Faceva parte della pena che il cadavere non trovasse sepoltura ancora intatto e fosse esposto allo sguardo dei passanti, in segno di disprezzo per i morti ma anche di monito per i vivi.
Soltanto con Costantino, nel 341 d.C., la crocifissione venne ufficialmente abolita dal novero delle condanne a morte, anche se già da tempo vi si faceva ricorso assai di rado.
Ci sono testimonianze secondo le quali anche nei campi di prigionia austroungarici, nel corso della prima guerra mondiale, si praticava la crocifissione e almeno un testimone oculare ha parlato di atti simili compiuti dai nazisti nel campo di concentramento di Dachau durante la seconda guerra mondiale.
Ovunque e da chiunque – compresi coloro i quali la infliggevano – questa forma di pena capitale è stata giudicata come la più crudele, la più infamante, la più disumana. Consisteva nel dare la morte con lentezza allo scopo di aumentare e portare a un limite insopportabile la sofferenza del condannato.

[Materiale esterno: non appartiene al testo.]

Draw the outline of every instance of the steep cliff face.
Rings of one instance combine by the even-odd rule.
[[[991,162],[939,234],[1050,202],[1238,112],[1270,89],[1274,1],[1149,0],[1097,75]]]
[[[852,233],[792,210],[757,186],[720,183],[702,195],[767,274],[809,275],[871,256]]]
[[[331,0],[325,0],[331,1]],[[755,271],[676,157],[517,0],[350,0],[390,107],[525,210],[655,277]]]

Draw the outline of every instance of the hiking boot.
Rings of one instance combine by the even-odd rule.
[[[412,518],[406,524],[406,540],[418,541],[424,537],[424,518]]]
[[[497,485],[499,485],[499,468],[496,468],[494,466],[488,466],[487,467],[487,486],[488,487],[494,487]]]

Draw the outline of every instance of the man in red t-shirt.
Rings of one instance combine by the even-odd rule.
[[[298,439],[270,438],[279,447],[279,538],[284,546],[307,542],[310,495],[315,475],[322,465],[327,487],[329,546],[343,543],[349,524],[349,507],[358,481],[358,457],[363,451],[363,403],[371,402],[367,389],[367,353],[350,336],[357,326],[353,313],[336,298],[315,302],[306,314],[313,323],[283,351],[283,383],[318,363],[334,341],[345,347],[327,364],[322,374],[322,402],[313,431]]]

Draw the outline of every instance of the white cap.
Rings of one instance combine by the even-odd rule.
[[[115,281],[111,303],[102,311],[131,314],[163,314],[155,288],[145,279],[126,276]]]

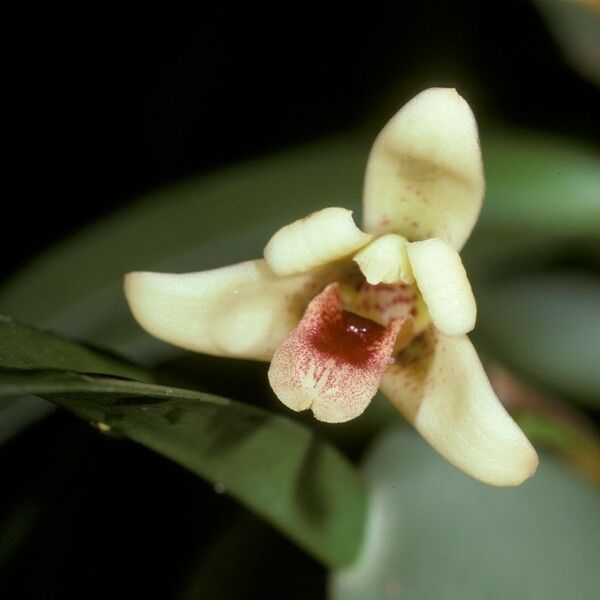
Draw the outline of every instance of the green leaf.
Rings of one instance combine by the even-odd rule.
[[[600,403],[600,281],[537,275],[478,289],[477,337],[517,371],[590,405]]]
[[[597,235],[597,151],[554,136],[516,132],[497,136],[483,132],[482,144],[487,193],[477,227],[480,233],[494,229],[558,237]]]
[[[521,487],[488,487],[395,430],[364,470],[366,543],[333,600],[600,597],[600,495],[553,459]]]
[[[122,358],[0,316],[0,365],[59,369],[151,381],[146,369]]]
[[[117,379],[119,360],[0,323],[0,398],[36,394],[212,481],[327,565],[362,539],[362,480],[335,448],[288,418],[189,390]],[[62,370],[68,368],[69,370]]]

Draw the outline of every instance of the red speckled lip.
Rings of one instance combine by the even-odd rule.
[[[342,310],[340,303],[331,304],[323,307],[320,318],[315,319],[312,331],[308,332],[309,343],[338,362],[366,367],[377,355],[386,328]]]
[[[332,283],[276,350],[271,387],[293,410],[312,408],[322,421],[348,421],[377,392],[403,322],[384,327],[344,310],[339,285]]]

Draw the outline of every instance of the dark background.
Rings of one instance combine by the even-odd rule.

Il corpo di quest'ultimo si sfigurava orribilmente e non è un caso che i giustiziati, con una scritta che denotava il loro crimine, venissero lasciati per giorni sulla croce esposti allo sguardo dei passanti: la vista di uno spettacolo tanto drammatico era considerata il deterrente migliore contro chi avesse la tentazione di commettere lo stesso reato che già aveva prodotto una morte simile.
Come era fatta la “croce”
La croce era, nel mondo antico, sostanzialmente divisa in due parti che, ricomposte, formavano una sorta di T, con un asse verticale che veniva conficcato nel terreno e un «patibulum» destinato ad essere collocato trasversalmente. Il piede e il patibulum erano dello stesso legno: il primo lungo circa 2,5-3,5 metri, il secondo di 150-180 cm.
Il patibulum presentava un foro in corrispondenza della porzione centrale, così da poter essere incastrato sulla sommità dell'asse verticale a formare una struttura solida, ben piantata a terra. Occasionalmente sull'asse verticale veniva apposto un «sedile» ad altezza opportuna, per permettere al condannato di appoggiarvi il peso del corpo.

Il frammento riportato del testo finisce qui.